Sorotan Kesewenangan dan Dugaan Tebang Pilih Pemerintah Bali dalam Kasus Lift Kaca Kelingking
- account_circle Admin
- calendar_month Ming, 23 Nov 2025

DENPASAR – Keputusan Gubernur Bali Wayan Koster memerintahkan pembongkaran total proyek Lift Kaca Kelingking di Nusa Penida kembali memicu sorotan publik terkait dugaan kesewenangan dan tebang pilih dalam penegakan aturan. Publik menilai, langkah tegas tersebut tercoreng oleh fakta bahwa sejumlah fasilitas serupa di lokasi lain tetap dibiarkan beroperasi tanpa sorotan yang sama kerasnya.
Sebelumnya, proyek lift kaca setinggi 182 meter di Pantai Kelingking dikhawatirkan merusak estetika dan lingkungan Nusa Penida. Namun, menurut Kepala DPMPTSP Klungkung, I Made Sudiarka Jaya, investor telah melengkapi sejumlah perizinan seperti UKL-UPL, PBG, PKKPR, PBBR, hingga NIB. Bahkan, retribusi sebesar Rp 1,5 miliar telah disetor ke kas daerah. Ia menegaskan bahwa dari sisi dokumen, proyek itu telah melalui prosedur, dikutip dari media kumparan news.

Sumber foto Facebook Pemimpin Era Bali.
Namun, Koster justru menilai proyek ini melanggar tata ruang dan harus dihentikan. Dalam konferensi pers (23/11), ia menginstruksikan pembongkaran total dan memberi tenggat enam bulan kepada investor untuk merobohkan seluruh konstruksi senilai Rp 200 miliar tersebut.
Instruksi keras ini kemudian menimbulkan pertanyaan besar: mengapa lift kaca di Kelingking dibongkar, sementara lift-lift lain yang berdiri megah di tebing-tebing Bali, seperti lift AYANA menuju Rock Bar Jimbaran, tidak pernah disorot atau ditertibkan dengan standar yang sama?

Kritik paling tajam datang dari Sekretaris ARUN Bali, A.A. Gede Agung Aryawan, S.T. (Gung De). Ia menilai langkah Koster tidak hanya tidak konsisten, tetapi juga dapat dikategorikan sebagai tindakan sewenang-wenang bila penegakan aturan hanya menyasar lokasi tertentu.
“Jika pemerintah hanya galak kepada Kelingking tetapi membiarkan fasilitas serupa di tempat lain, itu jelas tebang pilih. Aturan tidak boleh dipakai untuk menekan yang lemah dan mengamankan yang kuat,” tegas Gung De.

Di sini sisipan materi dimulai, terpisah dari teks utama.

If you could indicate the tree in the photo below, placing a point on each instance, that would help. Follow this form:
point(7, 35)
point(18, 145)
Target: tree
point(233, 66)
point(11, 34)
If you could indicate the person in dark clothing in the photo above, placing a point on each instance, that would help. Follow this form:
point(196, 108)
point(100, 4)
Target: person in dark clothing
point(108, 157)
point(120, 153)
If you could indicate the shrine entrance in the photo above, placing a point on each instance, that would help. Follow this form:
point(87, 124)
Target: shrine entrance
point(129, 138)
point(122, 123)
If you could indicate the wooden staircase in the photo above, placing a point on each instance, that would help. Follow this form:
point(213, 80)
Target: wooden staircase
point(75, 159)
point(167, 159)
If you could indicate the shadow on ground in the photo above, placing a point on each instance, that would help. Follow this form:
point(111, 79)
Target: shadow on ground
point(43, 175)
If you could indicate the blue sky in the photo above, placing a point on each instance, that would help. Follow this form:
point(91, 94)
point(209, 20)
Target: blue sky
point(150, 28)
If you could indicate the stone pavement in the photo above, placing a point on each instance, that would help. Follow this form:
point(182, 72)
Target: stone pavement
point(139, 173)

Publik juga menyoroti bagaimana pemerintah Klungkung sebelumnya telah menjalankan mekanisme perizinan sesuai prosedur, tetapi justru menjadi pihak yang ikut tercoreng karena keputusan sepihak dari Pemprov Bali. Padahal, sesuai pernyataan Kadis PMPTSP Klungkung, seluruh dokumen telah memenuhi syarat dan tengah dalam pengawasan berkelanjutan.

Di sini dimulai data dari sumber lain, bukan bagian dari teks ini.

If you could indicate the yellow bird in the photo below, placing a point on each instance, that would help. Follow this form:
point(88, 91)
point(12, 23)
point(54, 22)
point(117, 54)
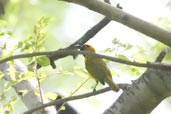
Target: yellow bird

Sementara itu, Bupati Klungkung I Made Satria memilih berhati-hati dan menyatakan hanya akan mengikuti arahan Pemprov Bali. Namun langkah ini justru memperkuat persepsi bahwa pemerintah kabupaten “dipaksa” mengikuti keputusan provinsi meskipun proses izin telah dijalankan secara legal.
Kritik kian menguat karena fasilitas lain yang serupa—seperti lift di AYANA Jimbaran—tidak mendapat perlakuan yang sama. Bila Kelingking ditertibkan atas alasan kerusakan tebing, pelanggaran tata ruang, dan tidak adanya rekomendasi gubernur, masyarakat menuntut agar semua fasilitas sejenis diaudit dengan standar yang sama, tanpa memandang besar kecilnya investor.

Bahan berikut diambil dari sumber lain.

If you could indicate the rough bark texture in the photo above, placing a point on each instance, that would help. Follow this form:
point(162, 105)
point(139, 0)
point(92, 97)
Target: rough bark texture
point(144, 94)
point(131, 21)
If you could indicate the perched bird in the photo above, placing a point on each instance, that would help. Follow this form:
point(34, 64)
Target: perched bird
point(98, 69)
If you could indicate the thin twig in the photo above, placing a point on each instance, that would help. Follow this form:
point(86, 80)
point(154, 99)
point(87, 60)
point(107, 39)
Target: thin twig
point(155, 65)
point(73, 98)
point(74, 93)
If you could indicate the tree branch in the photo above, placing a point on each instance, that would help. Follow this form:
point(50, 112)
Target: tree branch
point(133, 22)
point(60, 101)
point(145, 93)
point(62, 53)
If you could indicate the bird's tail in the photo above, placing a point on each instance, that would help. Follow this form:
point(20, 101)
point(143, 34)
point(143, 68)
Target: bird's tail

“Bali harus dijaga tanpa memihak. Melindungi alam dan budaya tidak boleh dijadikan alasan untuk menindak satu pihak dan membiarkan yang lain,” ujar Gung De.
Publik kini menunggu apakah Koster benar-benar konsisten dalam penegakan aturan lingkungan dan tata ruang, atau apakah penertiban Lift Kelingking hanyalah contoh paling nyata dari kebijakan yang dianggap sewenang-wenang dan tidak merata.